Embracing a normie Republican version of abundance can also help conservatism in the areas where it falls short. For example, I’ve mentioned the importance of crime prevention. But although Republican states tend to avoid scenes like the dystopian nightmare of the Tenderloin district of San Francisco, they haven’t done that great of a job keeping their residents safe. Unless you are going to go full Bukele, and our Constitution prevents this, it doesn’t appear that being tougher on crime does all that much.
Conservatism as currently practiced doesn’t have many ideas here, but engagement with more wonky abundance types can provide a way forward. The most promising avenues for fighting crime appear to involve surveillance, in the form of policies like widespread facial recognition and the extensive use of DNA databases. Such methods tend to be opposed by elements on the left that downplay the importance of fighting crime, and while conservatives might object to them less in theory, there seem to be few serious attempts to engage with the academic literature here for the purposes of implementing smarter approaches.

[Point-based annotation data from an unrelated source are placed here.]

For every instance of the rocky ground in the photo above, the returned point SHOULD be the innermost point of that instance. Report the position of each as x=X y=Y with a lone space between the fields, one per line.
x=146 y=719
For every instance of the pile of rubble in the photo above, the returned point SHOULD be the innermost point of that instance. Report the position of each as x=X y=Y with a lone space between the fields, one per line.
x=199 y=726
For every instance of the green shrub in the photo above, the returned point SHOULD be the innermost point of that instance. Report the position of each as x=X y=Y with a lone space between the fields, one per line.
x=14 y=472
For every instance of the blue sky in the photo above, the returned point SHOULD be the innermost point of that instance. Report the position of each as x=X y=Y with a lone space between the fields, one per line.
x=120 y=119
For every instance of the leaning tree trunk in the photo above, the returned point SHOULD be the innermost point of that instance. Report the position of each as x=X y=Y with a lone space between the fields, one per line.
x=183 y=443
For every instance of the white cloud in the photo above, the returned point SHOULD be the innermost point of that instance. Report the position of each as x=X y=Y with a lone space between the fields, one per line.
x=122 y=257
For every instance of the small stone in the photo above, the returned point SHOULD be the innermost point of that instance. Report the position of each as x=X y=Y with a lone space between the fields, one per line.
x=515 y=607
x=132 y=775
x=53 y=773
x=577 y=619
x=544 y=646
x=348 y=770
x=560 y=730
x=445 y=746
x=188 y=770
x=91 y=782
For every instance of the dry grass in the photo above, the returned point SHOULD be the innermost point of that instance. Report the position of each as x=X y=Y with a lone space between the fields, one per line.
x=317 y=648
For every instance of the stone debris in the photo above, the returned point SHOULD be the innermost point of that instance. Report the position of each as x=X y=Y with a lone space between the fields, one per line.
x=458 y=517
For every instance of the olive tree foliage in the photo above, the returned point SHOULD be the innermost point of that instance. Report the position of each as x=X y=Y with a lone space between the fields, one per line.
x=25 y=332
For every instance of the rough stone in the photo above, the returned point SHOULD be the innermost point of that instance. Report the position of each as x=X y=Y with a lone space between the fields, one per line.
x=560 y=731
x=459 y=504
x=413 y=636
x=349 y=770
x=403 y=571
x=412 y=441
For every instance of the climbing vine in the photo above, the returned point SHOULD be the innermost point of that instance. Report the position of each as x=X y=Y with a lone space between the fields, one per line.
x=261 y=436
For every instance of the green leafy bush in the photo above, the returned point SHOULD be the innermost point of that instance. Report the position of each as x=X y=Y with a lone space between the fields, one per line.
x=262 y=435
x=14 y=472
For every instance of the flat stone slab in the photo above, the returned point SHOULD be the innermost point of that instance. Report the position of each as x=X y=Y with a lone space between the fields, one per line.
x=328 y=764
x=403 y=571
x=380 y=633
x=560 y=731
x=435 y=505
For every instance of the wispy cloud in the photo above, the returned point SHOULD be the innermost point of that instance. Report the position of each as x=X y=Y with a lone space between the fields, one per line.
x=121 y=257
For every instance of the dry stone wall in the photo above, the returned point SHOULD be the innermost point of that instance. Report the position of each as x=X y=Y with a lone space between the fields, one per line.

One of the most encouraging aspects of Abundance DC was seeing the bipartisan nature of the coalition that was forming. Yet while this is an ideology that has been winning over elites on both sides of the political spectrum, the national agenda of the right is increasingly driven by rage coming from below, which is being channeled into foolish policy programs by ambitious politicians and aspiring wonks. I’m optimistic that abundance is the near-term future of the Democratic Party. Unless something changes, however, the right will be increasingly embracing discredited ideas despite the legitimate accomplishments it can point to in its recent past.